陽貨第十七 13 子曰郷原德之賊也章
447(17-13)
子曰。郷原德之賊也。
子曰。郷原德之賊也。
子曰く、郷原は徳の賊なり。
現代語訳
- 先生 ――「ほめられ者は道徳の敵だ。」(魚返善雄『論語新訳』)
- 孔子様がおっしゃるよう、「一郷での律儀者といわれる者が、かえって徳をそこなう八方美人の食わせ者ぞ。」(穂積重遠『新訳論語』)
- 先師がいわれた。――
「郷党のほめられ者の中には、得てして、道義の賊がいるものだ」(下村湖人『現代訳論語』)
語釈
- 郷原 … えせ君子。偽善者。「郷」は田舎。「原」は「愿」と同じで実直。
- 徳之賊 … 真の徳を乱し害する者。
補説
- 郷原 … 『集注』に「郷とは、鄙俗の意。原は、愿と同じ。荀子の原愨は、注に読みて愿に作る、是れなり。郷原は郷人の愿なる者なり。蓋し其の流を同じくして汚に合して以て世に媚ぶ。故に郷人の中に在りて、独り愿を以て称せらる」(郷者、鄙俗之意。原與愿同。荀子原愨、注讀作愿是也。郷原郷人之愿者也。蓋其同流合汙以媚於世。
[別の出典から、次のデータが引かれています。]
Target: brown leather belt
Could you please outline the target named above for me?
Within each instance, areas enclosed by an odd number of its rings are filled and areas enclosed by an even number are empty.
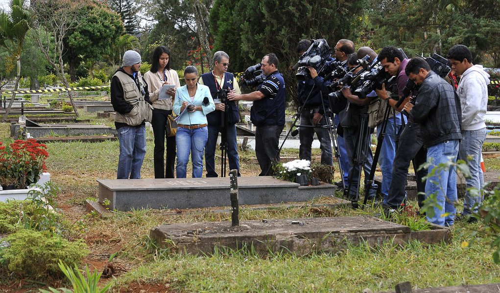
[[[184,124],[178,124],[177,126],[179,127],[182,127],[182,128],[187,128],[188,129],[197,129],[198,128],[201,128],[202,127],[204,127],[206,126],[206,124],[194,124],[192,125],[186,125]]]

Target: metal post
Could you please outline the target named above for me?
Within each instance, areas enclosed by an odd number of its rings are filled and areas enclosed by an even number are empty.
[[[231,226],[240,226],[240,211],[238,204],[238,170],[236,169],[229,171],[230,192],[231,199]]]

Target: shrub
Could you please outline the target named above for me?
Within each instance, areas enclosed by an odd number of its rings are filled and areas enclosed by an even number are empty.
[[[76,83],[74,84],[74,86],[76,87],[95,87],[102,85],[102,81],[98,78],[94,77],[80,78]],[[71,86],[74,86],[73,84]]]
[[[144,75],[144,74],[149,71],[150,69],[151,64],[148,62],[142,62],[142,63],[140,64],[140,67],[139,67],[139,71],[140,71],[141,74]]]
[[[19,87],[21,88],[30,87],[30,79],[28,77],[21,77],[19,79]]]
[[[45,145],[34,139],[18,140],[2,146],[0,142],[0,184],[24,188],[40,178],[46,170],[48,157]]]
[[[88,254],[82,240],[70,242],[47,232],[22,229],[4,240],[10,246],[0,249],[0,264],[8,272],[22,278],[42,280],[60,276],[60,260],[78,263]]]
[[[312,178],[332,184],[334,183],[334,168],[332,166],[314,163],[311,166]]]
[[[100,79],[104,83],[107,83],[110,80],[110,79],[108,77],[108,74],[106,73],[106,70],[104,68],[94,71],[94,78]]]
[[[500,74],[494,71],[488,71],[488,73],[490,74],[490,80],[500,80]],[[500,87],[499,87],[499,85],[492,83],[488,84],[488,96],[500,97]]]
[[[65,104],[62,105],[62,111],[65,113],[73,112],[73,106],[70,105]]]
[[[52,109],[56,109],[59,107],[59,101],[55,99],[50,100],[48,102],[48,106]]]

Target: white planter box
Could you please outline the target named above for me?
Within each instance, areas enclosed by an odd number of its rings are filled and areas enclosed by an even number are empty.
[[[50,173],[42,173],[40,174],[40,180],[38,180],[37,184],[43,185],[46,182],[50,180]],[[6,202],[8,200],[24,200],[28,198],[28,192],[30,190],[36,188],[36,185],[32,185],[29,188],[26,189],[11,189],[9,190],[0,190],[0,201]]]

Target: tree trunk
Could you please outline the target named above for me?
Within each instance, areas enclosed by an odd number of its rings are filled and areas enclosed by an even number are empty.
[[[206,55],[207,64],[210,64],[210,60],[212,59],[208,38],[210,31],[208,29],[210,12],[206,7],[200,2],[200,0],[191,0],[191,5],[194,14],[194,21],[196,22],[198,28],[196,33],[198,35],[198,39],[200,39],[202,48]],[[200,57],[200,59],[203,58],[202,56]]]
[[[16,63],[18,65],[18,75],[16,77],[16,85],[14,86],[14,92],[16,92],[18,89],[19,88],[19,79],[21,78],[21,56],[20,54],[16,56]],[[8,116],[8,113],[10,112],[10,108],[12,108],[12,104],[14,103],[14,100],[16,99],[16,94],[12,94],[12,97],[10,97],[10,101],[8,102],[8,106],[7,109],[5,110],[5,114],[4,114],[4,117],[2,117],[2,122],[5,122],[6,121],[7,117]]]
[[[62,61],[62,58],[60,59]],[[61,66],[61,71],[60,71],[61,76],[60,78],[61,79],[61,81],[62,82],[62,84],[64,84],[64,86],[66,88],[70,87],[70,83],[68,82],[68,79],[66,79],[66,75],[64,74],[64,68]],[[78,110],[76,109],[76,105],[74,104],[74,100],[73,100],[73,94],[72,93],[71,91],[68,91],[68,96],[70,97],[70,102],[71,103],[71,105],[73,106],[73,111],[74,111],[74,116],[75,117],[78,118],[80,116],[78,114]]]

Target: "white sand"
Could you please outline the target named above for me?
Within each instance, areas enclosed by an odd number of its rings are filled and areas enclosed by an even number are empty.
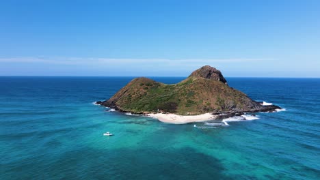
[[[159,121],[174,124],[183,124],[192,122],[200,122],[215,119],[216,116],[210,113],[202,114],[200,115],[181,116],[174,114],[148,114],[147,116],[156,118]]]

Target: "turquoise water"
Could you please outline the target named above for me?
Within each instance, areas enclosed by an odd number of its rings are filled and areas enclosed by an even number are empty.
[[[320,79],[227,78],[286,110],[196,127],[92,104],[131,79],[0,77],[0,179],[319,179]]]

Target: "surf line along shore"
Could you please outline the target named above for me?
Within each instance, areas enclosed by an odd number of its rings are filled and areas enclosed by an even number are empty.
[[[194,122],[202,122],[217,119],[218,116],[213,115],[211,113],[205,113],[199,115],[178,115],[172,113],[150,113],[146,115],[146,117],[150,117],[158,119],[159,121],[174,124],[184,124]]]

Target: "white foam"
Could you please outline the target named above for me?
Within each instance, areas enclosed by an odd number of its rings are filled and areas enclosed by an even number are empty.
[[[276,112],[281,112],[281,111],[286,111],[286,109],[285,108],[280,108],[280,109],[276,109]]]
[[[244,115],[241,115],[241,117],[244,117],[245,120],[249,120],[249,121],[259,119],[258,116]]]
[[[222,123],[204,123],[205,125],[209,126],[222,126]]]
[[[263,106],[270,106],[270,105],[272,105],[272,103],[263,102]]]
[[[231,117],[226,118],[222,120],[225,124],[226,122],[233,122],[233,121],[252,121],[259,119],[258,116],[253,116],[250,115],[243,115],[241,116]],[[226,125],[228,125],[226,123]]]

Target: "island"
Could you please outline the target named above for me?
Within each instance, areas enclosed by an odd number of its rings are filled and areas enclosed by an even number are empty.
[[[281,108],[256,102],[227,83],[209,65],[194,71],[177,84],[141,77],[132,80],[110,99],[97,104],[125,112],[146,115],[161,121],[184,123]]]

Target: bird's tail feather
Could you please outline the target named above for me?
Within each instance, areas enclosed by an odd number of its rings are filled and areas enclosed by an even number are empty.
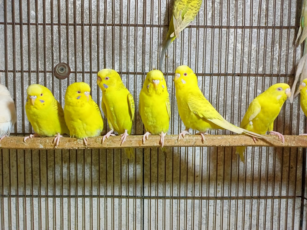
[[[234,125],[233,125],[231,123],[228,122],[226,120],[222,120],[220,119],[215,119],[214,120],[211,120],[211,121],[223,129],[228,129],[234,132],[236,132],[237,133],[240,134],[243,133],[255,137],[258,137],[258,138],[263,139],[266,139],[270,140],[276,140],[273,138],[271,138],[267,136],[265,136],[261,134],[256,133],[255,132],[252,132],[251,131],[249,131],[246,129],[244,129],[244,128],[238,127]]]
[[[131,148],[125,148],[125,151],[128,159],[130,159],[131,157],[134,157],[134,149]]]
[[[164,157],[166,158],[167,157],[166,148],[165,147],[163,147],[163,148],[160,147],[160,148],[162,151],[163,152],[163,153],[164,154]]]
[[[237,146],[235,148],[235,153],[239,155],[240,159],[243,164],[245,163],[244,154],[246,148],[246,146]]]
[[[168,36],[163,45],[162,50],[161,52],[161,55],[160,55],[160,59],[159,63],[159,69],[161,71],[162,71],[162,63],[163,63],[163,60],[165,56],[165,54],[166,52],[166,51],[167,50],[169,46],[172,43],[172,38]]]

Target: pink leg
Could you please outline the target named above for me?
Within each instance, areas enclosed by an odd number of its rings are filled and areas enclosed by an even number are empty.
[[[163,148],[164,145],[164,137],[166,135],[163,132],[161,132],[160,134],[160,144],[161,144],[161,148]]]
[[[271,135],[276,135],[278,137],[278,140],[282,139],[282,142],[283,143],[285,142],[285,138],[283,135],[280,133],[278,132],[276,132],[275,131],[271,131],[270,132],[270,134]]]
[[[145,134],[143,135],[143,144],[145,143],[145,140],[148,140],[148,136],[150,135],[151,135],[151,134],[149,132],[146,132]]]
[[[2,139],[3,139],[6,136],[7,136],[7,135],[5,135],[1,137],[1,138],[0,138],[0,141],[1,141],[2,140]]]
[[[83,141],[84,142],[84,144],[85,145],[85,146],[87,146],[87,138],[84,137],[83,138]]]
[[[108,139],[109,137],[110,136],[115,136],[115,134],[112,133],[114,131],[114,130],[111,129],[107,134],[103,136],[103,137],[102,138],[102,143],[104,143],[104,140],[106,140],[106,138],[107,139]]]
[[[37,133],[34,133],[33,134],[30,134],[29,136],[25,137],[25,138],[23,139],[23,141],[25,142],[25,141],[27,139],[31,138],[32,137],[36,137],[38,136],[39,136],[39,135]]]
[[[204,134],[205,135],[209,135],[208,133],[204,132],[200,132],[197,133],[195,133],[195,135],[200,135],[201,136],[201,142],[203,143],[203,144],[205,143],[205,137],[204,136]]]
[[[61,135],[59,132],[58,132],[57,134],[55,135],[53,137],[55,138],[54,140],[53,140],[53,143],[55,143],[56,147],[57,147],[57,146],[59,144],[59,142],[60,142],[60,139],[62,136],[63,136]]]
[[[256,141],[257,140],[257,139],[256,139],[256,137],[255,136],[252,136],[252,138],[253,138],[253,140],[254,140],[254,142],[256,143]]]
[[[127,132],[127,129],[125,129],[125,132],[122,134],[121,134],[119,136],[122,137],[120,138],[120,140],[122,141],[122,143],[120,143],[120,145],[121,145],[126,140],[127,137],[129,136],[129,134]]]
[[[179,140],[180,139],[180,137],[181,136],[182,136],[183,138],[185,138],[185,134],[191,134],[189,132],[189,128],[186,128],[185,130],[183,130],[182,132],[179,134],[179,136],[178,136],[178,140]]]

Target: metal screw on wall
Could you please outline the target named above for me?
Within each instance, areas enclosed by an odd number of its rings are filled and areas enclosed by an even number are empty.
[[[67,63],[61,62],[54,67],[54,75],[60,79],[65,79],[70,74],[70,67]]]

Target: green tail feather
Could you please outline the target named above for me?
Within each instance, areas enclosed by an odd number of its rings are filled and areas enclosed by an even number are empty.
[[[134,157],[134,149],[131,148],[125,148],[124,149],[125,151],[126,152],[126,155],[128,159],[130,159],[131,157]]]
[[[235,148],[235,153],[239,155],[241,161],[244,164],[245,163],[244,159],[244,152],[246,148],[246,146],[237,146]]]
[[[167,157],[166,155],[166,148],[165,147],[163,147],[163,148],[160,148],[160,149],[163,152],[163,153],[164,154],[164,157],[166,158]]]
[[[167,34],[166,35],[166,39],[164,42],[162,48],[162,50],[161,51],[161,54],[160,55],[160,58],[159,62],[159,69],[160,71],[162,71],[162,63],[163,60],[165,56],[165,54],[169,46],[176,38],[176,36],[174,36],[173,37],[171,37],[171,34],[174,32],[174,23],[173,22],[173,16],[172,16],[171,21],[169,22],[169,30],[167,31]],[[165,68],[166,69],[166,68]]]

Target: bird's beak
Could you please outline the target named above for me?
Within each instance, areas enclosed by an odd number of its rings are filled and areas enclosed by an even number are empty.
[[[152,80],[153,84],[154,84],[154,87],[157,90],[158,89],[158,87],[159,86],[159,84],[160,83],[160,80]]]
[[[288,98],[290,98],[290,96],[291,96],[291,90],[290,88],[287,88],[286,89],[286,90],[285,90],[285,92],[286,93],[286,95]]]
[[[90,92],[88,91],[85,91],[84,92],[84,95],[87,98],[87,101],[90,99]]]
[[[101,82],[101,78],[100,77],[98,77],[97,78],[97,84],[99,85],[99,83]]]
[[[32,105],[34,105],[34,103],[35,103],[35,100],[36,100],[36,98],[37,98],[37,97],[36,96],[30,96],[30,99],[31,100],[31,103],[32,104]]]

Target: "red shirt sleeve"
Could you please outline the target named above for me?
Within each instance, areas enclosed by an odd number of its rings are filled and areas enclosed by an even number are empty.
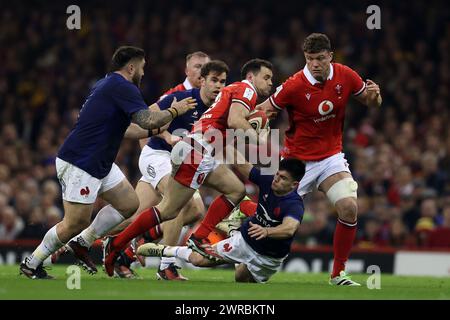
[[[295,81],[293,77],[290,77],[282,85],[278,86],[275,93],[269,97],[270,103],[280,110],[286,108],[292,104],[294,89]]]
[[[242,104],[248,109],[248,111],[253,111],[256,107],[257,95],[255,90],[248,85],[239,84],[231,96],[231,102],[237,102]]]
[[[350,82],[351,92],[354,96],[363,93],[366,88],[366,83],[362,80],[360,75],[351,68],[347,67],[347,75]]]

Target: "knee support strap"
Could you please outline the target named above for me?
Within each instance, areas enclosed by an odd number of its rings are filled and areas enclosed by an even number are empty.
[[[358,183],[353,178],[344,178],[331,186],[327,197],[333,205],[344,198],[357,198]]]

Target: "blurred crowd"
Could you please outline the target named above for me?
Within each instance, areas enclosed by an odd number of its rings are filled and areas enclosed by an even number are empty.
[[[278,85],[303,67],[305,36],[323,32],[335,61],[378,83],[384,100],[378,110],[347,108],[344,152],[359,184],[356,244],[450,248],[449,11],[444,1],[381,3],[381,29],[369,30],[370,4],[86,1],[78,2],[81,29],[68,30],[62,2],[2,2],[0,240],[42,238],[62,219],[55,155],[119,45],[146,50],[142,92],[151,104],[184,80],[187,53],[227,62],[228,83],[245,61],[268,59]],[[281,114],[272,127],[287,125]],[[116,161],[132,183],[139,151],[124,140]],[[332,244],[332,207],[320,193],[308,203],[296,242]]]

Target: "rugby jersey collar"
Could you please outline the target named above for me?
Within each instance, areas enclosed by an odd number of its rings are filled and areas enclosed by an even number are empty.
[[[183,82],[183,87],[185,87],[186,88],[186,90],[191,90],[193,87],[192,87],[192,84],[189,82],[189,79],[188,78],[186,78],[185,80],[184,80],[184,82]]]
[[[248,81],[248,80],[242,80],[242,82],[248,84],[250,87],[252,87],[253,90],[255,90],[256,93],[258,93],[258,91],[256,91],[256,88],[253,86],[253,84],[252,84],[250,81]]]
[[[317,81],[316,78],[313,77],[311,72],[309,72],[308,65],[306,64],[305,67],[303,68],[303,74],[305,75],[306,79],[308,79],[309,83],[311,83],[311,85],[321,83],[320,81]],[[333,64],[330,63],[330,73],[328,74],[327,80],[333,79],[333,75],[334,75]]]

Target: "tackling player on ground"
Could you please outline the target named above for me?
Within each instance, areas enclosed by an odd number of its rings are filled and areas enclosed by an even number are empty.
[[[245,187],[239,178],[224,164],[214,158],[211,141],[204,138],[208,130],[217,130],[225,136],[225,130],[247,130],[251,141],[258,141],[258,134],[247,121],[247,116],[256,106],[257,95],[268,96],[272,88],[272,65],[270,62],[253,59],[247,62],[241,72],[241,82],[235,82],[224,89],[216,102],[197,121],[190,135],[178,142],[172,150],[174,166],[173,179],[169,180],[167,196],[157,207],[144,211],[126,230],[117,237],[105,241],[105,271],[113,275],[114,263],[118,253],[138,235],[149,230],[161,221],[176,217],[179,210],[189,201],[195,191],[203,184],[222,193],[208,209],[220,216],[211,217],[208,225],[211,230],[224,217],[229,215],[245,196]],[[210,215],[206,215],[208,218]],[[209,232],[206,230],[202,232]],[[201,243],[191,243],[197,250],[203,250]]]
[[[305,197],[318,189],[337,210],[330,284],[359,285],[345,273],[356,234],[358,185],[342,153],[342,131],[349,98],[354,97],[369,107],[379,107],[380,88],[371,80],[364,82],[349,67],[332,63],[330,40],[324,34],[309,35],[303,51],[306,59],[303,70],[286,80],[258,108],[266,113],[287,110],[290,127],[282,156],[306,163],[306,174],[298,192]]]
[[[218,261],[188,247],[154,243],[140,246],[137,252],[144,256],[179,257],[198,267],[238,263],[236,282],[269,280],[280,270],[303,217],[303,201],[297,188],[305,173],[305,165],[297,159],[284,159],[275,176],[262,175],[249,163],[234,166],[259,187],[258,207],[256,214],[248,218],[239,231],[212,246]]]

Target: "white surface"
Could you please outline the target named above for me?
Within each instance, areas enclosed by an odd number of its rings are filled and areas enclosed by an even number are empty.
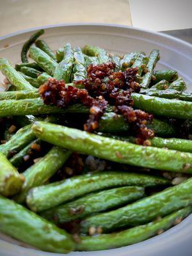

故在郷人之中獨以愿稱)とあり、「田舎者で、俗人に媚びる人格者気どりの者」であると解釈している。
- 徳之賊 … 『集注』に「夫子其の徳に似て徳に非ずして、反て徳を乱るを以て、故に以て徳の賊と為して、深く之を悪む」(夫子以其似德非德、而反亂乎德、故以爲德之賊、而深惡之)とある。荻生徂徠は「徳之賊也は、徳を賊するを謂うなり。有徳の人を賊害するを言うなり」(德之賊也。謂賊德也。言賊害有德之人也)と言う。『論語徴』(国立国会図書館デジタルコレクション)参照。
- 『孟子』盡心下に「万章曰く、一郷皆原人と称す、往く所として原人為らざる無し。孔子以て徳の賊と為すは、何ぞや、と。曰く、之を非とせんに挙ぐべき無く、之を刺らんに刺るべき無し。流俗に同じくし、汙世に合す。之に居ること忠信に似、之を行うこと廉潔に似たり。衆皆之を悦び、自ら以て是と為すも、而も与に堯・舜の道に入るべからず。故に徳の賊と曰うなり」(萬章曰、一郷皆稱原人焉、無所往而不爲原人。孔子以爲德之賊、何哉。曰、非之無舉也、刺之無刺也。同乎流俗、合乎汙世。居之似忠信、行之似廉潔。衆皆悦之、自以爲是、而不可與入堯舜之道。故曰德之賊也)とあり、この章の孔子の言葉の説明となっている。